A ghost wife, a stolen child, wandering eyes, hidden ledgers—and more—bind the 19th-century Jewish community on a paradisiacal island in the West Indies.
To this marvelous mise-en-scène, Hoffman (The Museum of Extraordinary Things, 2014, etc.) adds a historical character: Rachel Manzana Pomié, the Creole mother of impressionist painter Jacob Abraham Camille Pissarro. Descended from Spanish and Portuguese Jews who “knew when to depart even when it meant leaving worldly goods behind,” Hoffman’s Rachel nurses a grudge as bitter as the fruit of the apple tree her grandparents toted to the Antilles when they fled France: that her mother, Mme.
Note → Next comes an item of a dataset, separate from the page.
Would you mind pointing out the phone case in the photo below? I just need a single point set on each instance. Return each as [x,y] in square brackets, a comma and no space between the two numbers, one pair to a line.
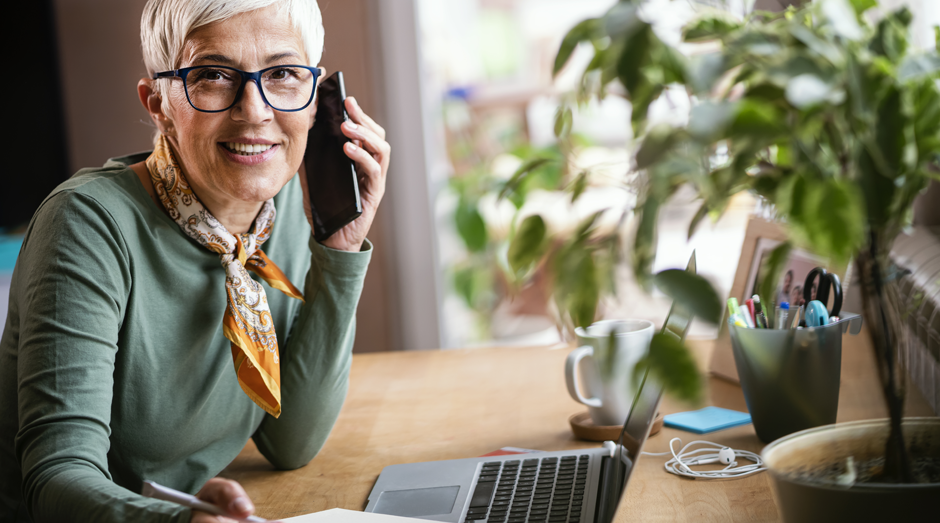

Pomié, favors the nephew she adopted as a baby over her own child. “Girls were not worth very much in her eyes, especially a disobedient girl.” With her friend Jestine—the mixed-blood child of the family cook—Rachel keeps a lookout for turtle girls (mermaids with shells) and, aping the French fabulist Charles Perrault, chats up the market women for “small miracles common only in our country” to tell when she finally gets to Paris. “My mother didn’t like this sort of talk; people of our faith didn’t believe in past lives or spirits.” Faith leaves Rachel as well when her father arranges a match to a business associate twice her age, who dies, trapping her on the island with seven children; she’s shunned by her synagogue when she falls into bed with a young relative of her late husband who arrives from Paris to settle the books: “The good man and the enchantress. Some people said I was made of molasses; one bite and you couldn’t get enough.” Wearing “haint blue” to chase ghosts won’t bring back the luck she gave away to her old friend Jestine when she needed it. But her youngest, Jacobo, whose sketches and open manner charm even tight-lipped members of the synagogue’s sisterhood, just might.
Lilting prose, beautifully meted out folklore and historical references, and Hoffman’s deep conviction in her characters (especially those “willing to do anything for love”) make reading this “contes du temps passé” a total pleasure.